Starbucks CEO; independent candidate for President until July 2019


Open discussion about black communities' mistrust of police

On July 17, 2014, an unarmed forty-three-year-old black man named Eric Garner was approached by white officers on a sidewalk in Staten Island, New York, on suspicion of illegally selling cigarettes. Eric died one hour after the incident. The video of Eric's brutal arrest was more than hard to watch. It was horrific.

When a jury chose to not indict the police officer who killed Eric Garner, in December 2014, the decision further exacerbated the sense of distrust black communities had for police and provoked demonstrations by protesters. I held an open forum [at Starbucks HQ]. "The last few weeks," I began, "It seems like something is not right, and whether you are black or white, it feels that, as Americans, this is not our best day. For that reason, I felt like we should come together and have an opportunity to discuss this among ourselves.

Source: From the Ground Up, by Howard Schultz, p.191-2 , Jan 28, 2019

Restore public trust by increasing police diversity

I did not know much about policing in America. As a part of my own self-education, I arranged to meet with local law enforcement officials in many cities where we held open forums.

In Seattle, I met with then-Chief of Police Kathleen O'Toole, who had been recruited to turn the police force around. She wanted to try to restore public trust in the police department by bringing more diversity to the force, improving training, and employing more officers who lived in the city they policed. She had seen how even well-intentioned officers were cast in a dim light when corruption or abuses were uncovered.

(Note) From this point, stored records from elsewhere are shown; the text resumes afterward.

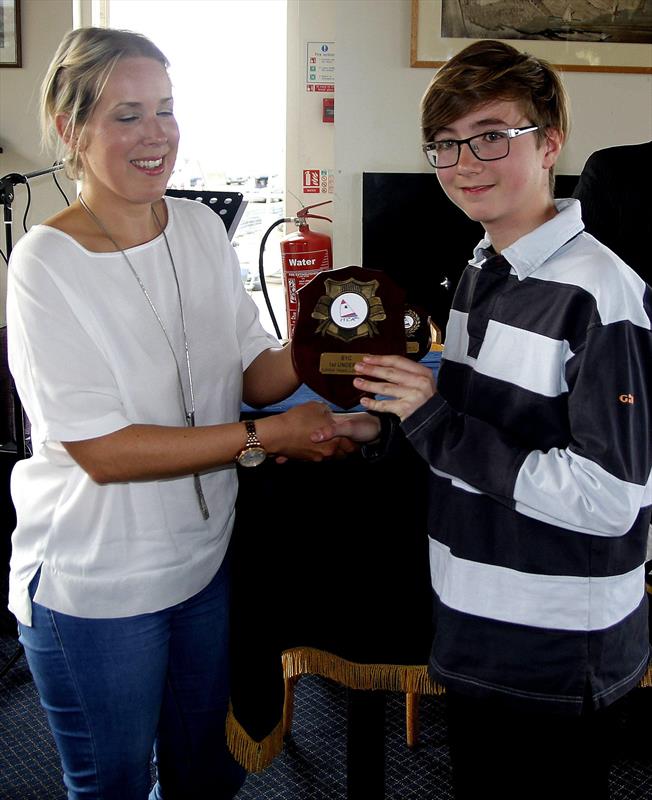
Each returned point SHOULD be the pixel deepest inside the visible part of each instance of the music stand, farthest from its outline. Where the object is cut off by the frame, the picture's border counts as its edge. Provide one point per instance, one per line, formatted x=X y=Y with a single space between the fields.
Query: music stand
x=229 y=206
x=7 y=186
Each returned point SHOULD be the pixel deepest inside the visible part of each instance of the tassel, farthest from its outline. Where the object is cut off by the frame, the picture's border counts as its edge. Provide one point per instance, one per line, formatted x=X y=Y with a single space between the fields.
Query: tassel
x=385 y=677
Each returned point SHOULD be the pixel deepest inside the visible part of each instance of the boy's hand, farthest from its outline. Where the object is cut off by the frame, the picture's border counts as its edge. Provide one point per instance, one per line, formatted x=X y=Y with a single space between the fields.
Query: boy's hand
x=292 y=434
x=406 y=384
x=357 y=427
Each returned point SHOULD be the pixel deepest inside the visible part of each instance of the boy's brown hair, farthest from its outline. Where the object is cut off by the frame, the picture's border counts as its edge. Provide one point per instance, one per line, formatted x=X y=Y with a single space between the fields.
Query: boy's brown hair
x=489 y=70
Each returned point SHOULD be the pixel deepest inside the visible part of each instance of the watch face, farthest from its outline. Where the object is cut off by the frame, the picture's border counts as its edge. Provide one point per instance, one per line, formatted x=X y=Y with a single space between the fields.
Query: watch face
x=252 y=457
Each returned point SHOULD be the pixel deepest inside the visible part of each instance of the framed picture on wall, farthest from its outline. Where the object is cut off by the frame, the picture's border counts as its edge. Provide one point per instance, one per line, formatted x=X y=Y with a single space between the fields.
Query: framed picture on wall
x=602 y=36
x=10 y=55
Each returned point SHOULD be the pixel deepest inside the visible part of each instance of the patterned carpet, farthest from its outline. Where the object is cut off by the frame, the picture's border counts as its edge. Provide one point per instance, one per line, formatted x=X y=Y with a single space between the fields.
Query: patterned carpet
x=312 y=766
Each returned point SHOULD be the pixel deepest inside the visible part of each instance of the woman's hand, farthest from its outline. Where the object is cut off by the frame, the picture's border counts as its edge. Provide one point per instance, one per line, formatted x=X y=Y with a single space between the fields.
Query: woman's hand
x=407 y=384
x=290 y=435
x=357 y=427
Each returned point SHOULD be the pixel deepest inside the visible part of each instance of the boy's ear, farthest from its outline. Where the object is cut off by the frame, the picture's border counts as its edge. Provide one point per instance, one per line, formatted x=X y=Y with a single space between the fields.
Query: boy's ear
x=552 y=147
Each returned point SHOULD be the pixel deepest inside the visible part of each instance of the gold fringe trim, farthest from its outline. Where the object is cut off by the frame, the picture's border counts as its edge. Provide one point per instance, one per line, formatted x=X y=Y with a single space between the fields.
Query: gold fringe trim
x=255 y=756
x=252 y=755
x=385 y=677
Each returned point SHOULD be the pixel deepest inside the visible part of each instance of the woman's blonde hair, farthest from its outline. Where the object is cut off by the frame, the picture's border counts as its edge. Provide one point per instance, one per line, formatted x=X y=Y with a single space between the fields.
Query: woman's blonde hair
x=76 y=79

"Nobody dislikes bad cops more than good cops," she said. And we agreed that despite a long history of prejudiced law enforcement in America, there were and are good police.

Source: From the Ground Up, by Howard Schultz, p.197-9 , Jan 28, 2019

After Ferguson riots, distribute compendium about race

We decided to develop a compendium about race in America that we could distribute in Starbucks stores. We agreed to do more forums [including Ferguson, Missouri, the site of a police shooting and riots]. In Ferguson. 37 buildings had been looted and vandalized. Millions of African Americans had been born into impoverished neighborhoods that felt inescapable, especially for young people, who felt cut off from jobs and good schools and even fresh food. In Ferguson, the helplessness so many were feeling exploded in moments of rage that had been built up over lifetimes.

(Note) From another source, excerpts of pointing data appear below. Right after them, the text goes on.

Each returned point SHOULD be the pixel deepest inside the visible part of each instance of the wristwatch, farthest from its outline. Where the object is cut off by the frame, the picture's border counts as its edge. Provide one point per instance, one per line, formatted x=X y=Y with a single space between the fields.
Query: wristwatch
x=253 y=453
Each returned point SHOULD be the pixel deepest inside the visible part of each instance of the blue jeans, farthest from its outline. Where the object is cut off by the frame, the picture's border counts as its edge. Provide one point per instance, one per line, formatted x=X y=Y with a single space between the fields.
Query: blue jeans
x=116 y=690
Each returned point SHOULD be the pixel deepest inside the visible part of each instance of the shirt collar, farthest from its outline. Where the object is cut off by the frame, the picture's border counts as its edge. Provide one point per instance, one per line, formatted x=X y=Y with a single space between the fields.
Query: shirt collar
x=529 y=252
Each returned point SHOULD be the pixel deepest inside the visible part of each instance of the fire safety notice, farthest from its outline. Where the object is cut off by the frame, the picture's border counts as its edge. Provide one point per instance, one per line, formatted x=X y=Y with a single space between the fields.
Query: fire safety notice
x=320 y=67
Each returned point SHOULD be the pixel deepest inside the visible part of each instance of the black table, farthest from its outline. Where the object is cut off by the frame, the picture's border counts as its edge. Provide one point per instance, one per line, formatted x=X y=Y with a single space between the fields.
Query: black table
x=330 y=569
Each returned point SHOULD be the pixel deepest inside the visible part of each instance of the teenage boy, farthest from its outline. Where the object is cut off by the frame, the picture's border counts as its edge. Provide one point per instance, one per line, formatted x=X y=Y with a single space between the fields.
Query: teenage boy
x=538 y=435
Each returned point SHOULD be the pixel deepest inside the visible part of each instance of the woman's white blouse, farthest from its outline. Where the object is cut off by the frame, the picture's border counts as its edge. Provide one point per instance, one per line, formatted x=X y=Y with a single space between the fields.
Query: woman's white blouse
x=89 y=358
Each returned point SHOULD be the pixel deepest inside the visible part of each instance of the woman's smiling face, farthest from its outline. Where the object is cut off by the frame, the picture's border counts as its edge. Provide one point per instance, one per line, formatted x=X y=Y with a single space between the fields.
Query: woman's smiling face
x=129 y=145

That's what it took to get the world's attention, I thought. Including mine. Starbucks had eight stores near Ferguson, but the only one in the city itself was inside a Target. There was no stand-alone store in which people could gather. As we headed to the airport, I said, "We have to open a store here." People in the car nodded. They were thinking the same thing.

Source: From the Ground Up, by Howard Schultz, p.196-201 , Jan 28, 2019

Ignoring shootings of black men makes us part of the problem

17-year-old Trayvon Martin was fatally shot by a white neighborhood watch volunteer who was later acquitted. Trayvon's death, sparked the Black Lives Matter movement, bringing issues of violence toward black people and systematic racism to the forefront of the nation's attention.

[I said at a Starbucks forum], "If we just keep going about our business and ringing the Starbucks register every day and ignoring this moment in our country, then we are part of the problem."